L'hygiène alimentaire
Les boissons
- Ne consommer que des boissons industrielles décapsulées devant vous. C'est une précaution nécessaire, mais non suffisante : certains malfrats se sont équipés de machines à capsuler et fournissent une eau pourrie à la marque irréprochable.
- Avoir sur soi des comprimés de désinfection de l'eau ou Micropur® DCCNa ; mieux encore, un filtre microbien type Katadyn.
- Tout ce qui a été bouilli est sûr : thé, café... sous réserve que le verre soit propre.
- Éviter les glaçons.
La nourriture
SE LAVER LES MAINS avant de manger (on devrait le faire partout).
- Les fruits et les légumes seront lavés, pelés, bouillis ou rejetés.
- Les viandes seront consommées bien cuites et servies très chaudes.
- Poissons et crustacés : pas de problème s'ils sont frais.
- Coquillages : interdits.
- Produits laitiers, dérivés et glaces : à éviter, sauf si produits industriellement.
Sexualité
Le sida fait des ravages en Afrique de l'Est, et près de 16 % des Kenyans sont porteurs du virus HIV (et non 7 % comme le dit le gouvernement). Le Kenya est l'un des pays d'Afrique où le sida frappe le plus. Impératif d'enfiler votre imperméable. Les supermarchés vendent des condoms.
Dangers et enquiquinements
Les précautions habituelles en voyage sont essentielles : ne laissez rien traîner de précieux dans les chambres d'hôtel, évitez les bijoux ostentatoires dans la rue et, si possible, de créer toute tentation (appareil photo en bandoulière).
Le ministère des Affaires étrangères déconseille formellement l'archipel de Lamu et sa région.
Le vol
Les Mzunguns (Blancs) sont souvent victimes des pickpockets qui sillonnent les rues des villes ou dans les bus et les matatus bondés. À Nairobi, prenez garde en particulier dans le bus n° 34 en provenance de l'aéroport.
Mettez vos valeurs à l'abri dans le coffre de l'hôtel ; et le strict minimum dans des poches inaccessibles. Ayez l'air d'un Européen vivant au Kenya : portez une tenue passe-partout et marchez d'un pas décidé.
Si vous êtes en voiture, ne laissez pas d'objets apparents. Au stationnement, pas de véhicule sans surveillance, même fermé à clé.
La pratique du car jacking (attaque en voiture) est en augmentation à Nairobi.
Jamais de camping sauvage, et dans les campings, assurez-vous toujours qu'il y a bien un gardien pour la sécurité.
Sur les plages, les femmes seules sont sollicitées, les beach-boys les repèrent de loin.
La drogue
Mieux vaut ne pas y toucher. Il existe une marijuana locale (banghi), largement cultivée et fumée au Kenya, mais la façon d'en obtenir vous ferait courir d'énormes risques.
Les agressions
De plus en plus fréquentes en ville, les attaques à main armée sont une triste réalité. Ne vous promenez jamais seul de nuit, mais on peut aussi se faire braquer en pleine journée.

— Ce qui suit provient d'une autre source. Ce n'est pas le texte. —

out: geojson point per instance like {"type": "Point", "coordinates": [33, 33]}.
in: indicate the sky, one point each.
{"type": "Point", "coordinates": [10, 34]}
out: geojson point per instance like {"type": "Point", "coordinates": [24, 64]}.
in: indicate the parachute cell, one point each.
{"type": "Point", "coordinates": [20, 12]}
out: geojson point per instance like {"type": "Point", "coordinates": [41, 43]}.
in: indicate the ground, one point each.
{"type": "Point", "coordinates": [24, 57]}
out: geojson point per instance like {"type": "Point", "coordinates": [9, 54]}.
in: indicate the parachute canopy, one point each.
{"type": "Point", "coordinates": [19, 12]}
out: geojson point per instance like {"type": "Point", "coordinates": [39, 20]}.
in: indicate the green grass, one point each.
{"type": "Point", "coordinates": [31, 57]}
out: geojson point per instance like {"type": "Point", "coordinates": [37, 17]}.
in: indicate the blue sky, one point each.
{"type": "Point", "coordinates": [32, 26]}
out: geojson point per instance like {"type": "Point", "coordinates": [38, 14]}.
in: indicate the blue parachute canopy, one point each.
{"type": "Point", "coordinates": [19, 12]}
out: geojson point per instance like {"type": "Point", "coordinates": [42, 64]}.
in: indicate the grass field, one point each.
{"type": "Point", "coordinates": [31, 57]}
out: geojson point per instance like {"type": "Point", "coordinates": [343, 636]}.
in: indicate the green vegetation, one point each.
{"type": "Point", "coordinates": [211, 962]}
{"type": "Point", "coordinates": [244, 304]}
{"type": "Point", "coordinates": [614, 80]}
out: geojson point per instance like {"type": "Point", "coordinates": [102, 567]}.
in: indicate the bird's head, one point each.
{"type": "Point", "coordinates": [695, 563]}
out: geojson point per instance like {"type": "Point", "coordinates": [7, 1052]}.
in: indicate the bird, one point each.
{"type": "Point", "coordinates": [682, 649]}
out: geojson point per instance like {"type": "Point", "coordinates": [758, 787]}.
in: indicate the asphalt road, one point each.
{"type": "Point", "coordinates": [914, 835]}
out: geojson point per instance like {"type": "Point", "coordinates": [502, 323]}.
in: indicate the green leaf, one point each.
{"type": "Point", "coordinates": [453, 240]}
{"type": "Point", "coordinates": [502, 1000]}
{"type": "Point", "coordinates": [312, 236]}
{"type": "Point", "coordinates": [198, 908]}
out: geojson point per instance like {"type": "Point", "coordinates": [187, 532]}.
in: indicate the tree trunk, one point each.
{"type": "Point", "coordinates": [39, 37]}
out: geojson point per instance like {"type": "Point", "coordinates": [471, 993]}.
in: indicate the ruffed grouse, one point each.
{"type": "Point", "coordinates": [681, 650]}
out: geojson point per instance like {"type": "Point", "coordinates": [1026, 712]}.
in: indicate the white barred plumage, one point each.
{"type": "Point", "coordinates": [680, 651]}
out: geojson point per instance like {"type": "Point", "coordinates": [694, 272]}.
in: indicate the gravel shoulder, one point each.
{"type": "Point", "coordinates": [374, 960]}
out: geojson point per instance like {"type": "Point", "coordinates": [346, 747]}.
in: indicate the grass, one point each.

À Nairobi, même si la situation s'est améliorée, la nuit, on circule en taxi.
Sur toute la côte de l'océan Indien, il est déconseillé de marcher dès qu'il fait sombre le long des plages ainsi que d'un hôtel à un autre.
Si vous louez un véhicule, ne roulez pas de nuit non plus.
- Conseil très important : en cas d'agression, NE RÉSISTEZ PAS.
La route
Tout le quart nord-est du pays, en direction de la Somalie, est aux mains des shiftas, des bandits armés venus de ce pays au moment de la guerre civile. Ils rançonnent et dépouillent tous ceux qui passent par là.
Sporadiquement, des combats entre tribus rivales éclatent dans la région du lac Turkana. Les raids-surprises sur les villages voisins sont chose courante. Renseignez-vous avant votre départ.
La route de Malindi à Lamu, longtemps livrée aux shiftas, est désormais plutôt sûre. Mais renseignez-vous quand même une fois sur place. Les bus et les véhicules privés doivent néanmoins être escortés par un gendarme.
Les arnaques
Nettement plus fréquentes que les risques d'agression ou de guerre, surtout à Nairobi. Le principe
: gagner la confiance d'un touriste pour lui soutirer une somme d'argent.
Ne donnez pas d'argent aux enfants qui demandent une donation. Mieux vaut leur acheter directement un sachet de pain. Ne ramassez pas une éventuelle enveloppe bourrée
de billets dans la rue.
Gardez à l'esprit que les Kenyans sont eux aussi victimes des malfaiteurs. Pas de paranoïa donc.